Question

Obtain the approximate value of $\sqrt[3]{{28}}$.

Answer 1

Hint: Cube root can be expressed as the number which produces a given number when cubed. In other words, the cube-root of a number is the factor that is multiplied by it three times to get that number. It is expressed as $\sqrt[3]{n}$ and is read as the cube root of the number “n”. For example $\sqrt[3]{{27}} = \sqrt[3]{{3 \times 3 \times 3}} = 3$ since here, the number “$3$ “ is repeated three times. Here we will find the cube root by using the different identities.

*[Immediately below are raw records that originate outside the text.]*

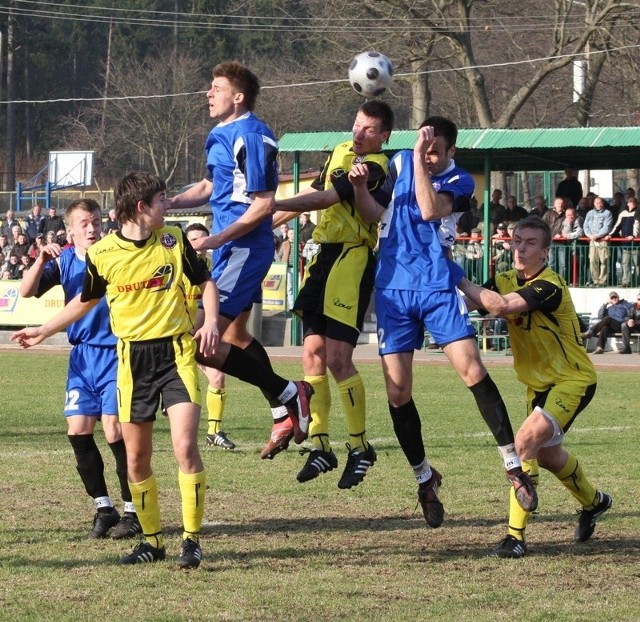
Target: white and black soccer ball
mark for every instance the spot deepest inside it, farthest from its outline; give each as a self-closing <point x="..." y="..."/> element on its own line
<point x="370" y="74"/>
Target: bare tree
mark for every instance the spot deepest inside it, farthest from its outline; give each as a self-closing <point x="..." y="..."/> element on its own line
<point x="154" y="109"/>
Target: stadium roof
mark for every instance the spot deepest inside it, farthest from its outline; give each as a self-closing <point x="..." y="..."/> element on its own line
<point x="538" y="149"/>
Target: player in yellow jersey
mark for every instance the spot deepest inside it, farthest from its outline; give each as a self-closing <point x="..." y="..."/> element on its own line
<point x="336" y="292"/>
<point x="216" y="393"/>
<point x="550" y="359"/>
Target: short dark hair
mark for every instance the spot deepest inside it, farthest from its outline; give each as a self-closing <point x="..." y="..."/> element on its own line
<point x="535" y="222"/>
<point x="443" y="127"/>
<point x="241" y="78"/>
<point x="196" y="226"/>
<point x="85" y="205"/>
<point x="379" y="110"/>
<point x="136" y="187"/>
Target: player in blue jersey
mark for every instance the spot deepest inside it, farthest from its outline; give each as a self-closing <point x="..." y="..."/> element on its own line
<point x="241" y="182"/>
<point x="91" y="381"/>
<point x="416" y="289"/>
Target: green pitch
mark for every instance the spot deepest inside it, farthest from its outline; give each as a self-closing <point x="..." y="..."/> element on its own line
<point x="278" y="550"/>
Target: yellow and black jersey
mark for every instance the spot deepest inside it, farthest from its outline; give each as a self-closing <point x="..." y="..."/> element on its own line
<point x="341" y="223"/>
<point x="193" y="293"/>
<point x="546" y="341"/>
<point x="143" y="283"/>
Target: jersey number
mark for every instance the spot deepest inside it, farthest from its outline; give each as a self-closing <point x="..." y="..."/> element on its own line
<point x="72" y="400"/>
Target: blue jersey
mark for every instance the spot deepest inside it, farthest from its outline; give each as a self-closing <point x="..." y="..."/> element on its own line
<point x="68" y="270"/>
<point x="411" y="255"/>
<point x="242" y="159"/>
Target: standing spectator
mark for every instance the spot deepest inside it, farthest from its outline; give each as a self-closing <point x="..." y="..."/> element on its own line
<point x="34" y="223"/>
<point x="611" y="315"/>
<point x="415" y="290"/>
<point x="306" y="229"/>
<point x="630" y="325"/>
<point x="22" y="245"/>
<point x="514" y="212"/>
<point x="53" y="222"/>
<point x="111" y="224"/>
<point x="539" y="208"/>
<point x="583" y="208"/>
<point x="597" y="226"/>
<point x="617" y="204"/>
<point x="286" y="256"/>
<point x="570" y="187"/>
<point x="624" y="229"/>
<point x="550" y="360"/>
<point x="13" y="266"/>
<point x="555" y="218"/>
<point x="10" y="223"/>
<point x="496" y="210"/>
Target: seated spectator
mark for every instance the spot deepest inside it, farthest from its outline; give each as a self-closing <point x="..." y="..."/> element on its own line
<point x="25" y="264"/>
<point x="611" y="315"/>
<point x="14" y="266"/>
<point x="514" y="212"/>
<point x="630" y="325"/>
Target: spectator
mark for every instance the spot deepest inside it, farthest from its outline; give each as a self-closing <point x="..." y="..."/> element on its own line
<point x="13" y="266"/>
<point x="630" y="325"/>
<point x="500" y="255"/>
<point x="474" y="256"/>
<point x="34" y="223"/>
<point x="617" y="204"/>
<point x="306" y="229"/>
<point x="555" y="218"/>
<point x="514" y="212"/>
<point x="10" y="223"/>
<point x="611" y="315"/>
<point x="25" y="264"/>
<point x="286" y="256"/>
<point x="597" y="226"/>
<point x="496" y="209"/>
<point x="22" y="245"/>
<point x="624" y="228"/>
<point x="570" y="187"/>
<point x="53" y="222"/>
<point x="583" y="208"/>
<point x="111" y="224"/>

Complete step by step solution:
Given expression: $\sqrt[3]{{28}}$
Here the nearest number to the given number whose cube root is possible is $27$
Let us assume that, $x = 27,\delta x = 1,dx = 1$
Given expression can be re-written in the form as-
$y = {x^{\dfrac{1}{3}}}$ …..(A)
Now the above expression can be written as –
$y + \delta y = {(x + \delta x)^{\dfrac{1}{3}}} \approx {(x)^{\dfrac{1}{3}}} + dx$ …. (B)
$y + \delta y \approx {(x)^{\dfrac{1}{3}}} + dy$
So, we can state that $y = {(x)^{\dfrac{1}{3}}}$ and $\delta y \approx dy$
Take the differential on both the sides of the equations in the equation (A)
$d(y) = d{(x)^{\dfrac{1}{3}}}$
Take differentiation with respect to “x”
$dy = \dfrac{1}{3}{x^{ - \dfrac{2}{3}}}dx$ ….. (C)
Place value of equation (C) in the equation (B)
${(x + \delta x)^{\dfrac{1}{3}}} \approx {(x)^{\dfrac{1}{3}}} + dy = {x^{\dfrac{1}{3}}} + \dfrac{1}{3}{x^{ - \dfrac{2}{3}}}dx$
Place given numbers in the equation ${(x + \delta x)^{\dfrac{1}{3}}} \approx {x^{\dfrac{1}{3}}} + \dfrac{1}{3}{x^{ - \dfrac{2}{3}}}dx$
${(27 + 1)^{\dfrac{1}{3}}} \approx {(27)^{\dfrac{1}{3}}} + \dfrac{1}{3}{(27)^{ - \dfrac{2}{3}}}(1)$
Simplify adding the terms and using the laws of power and exponent.
${(28)^{\dfrac{1}{3}}} \approx 3 + \dfrac{1}{3}{({3^3})^{ - \dfrac{2}{3}}}$
Common factors from the numerator and the denominator cancels each other.
${(28)^{\dfrac{1}{3}}} \approx 3 + \dfrac{1}{3}{(3)^{ - 2}}$
Apply the law of negative exponent law-
${(28)^{\dfrac{1}{3}}} \approx 3 + \dfrac{1}{3}\left( {\dfrac{1}{9}} \right)$
${(28)^{\dfrac{1}{3}}} \approx 3 + \dfrac{1}{{27}}$
Take LCM and simplify –
${(28)^{\dfrac{1}{3}}} \approx \dfrac{{82}}{{27}}$
Simplify the above equation finding the division –
${(28)^{\dfrac{1}{3}}} \approx 3.037$

Note:
We should know the difference between the concepts of cubes and cube-roots and apply it accordingly. When the same natural number is multiplied thrice, we get the cube of that number. It is symbolized as the exponent with the power For example – the cube of “n” number is stated as ${n^3} = n \times n \times n$.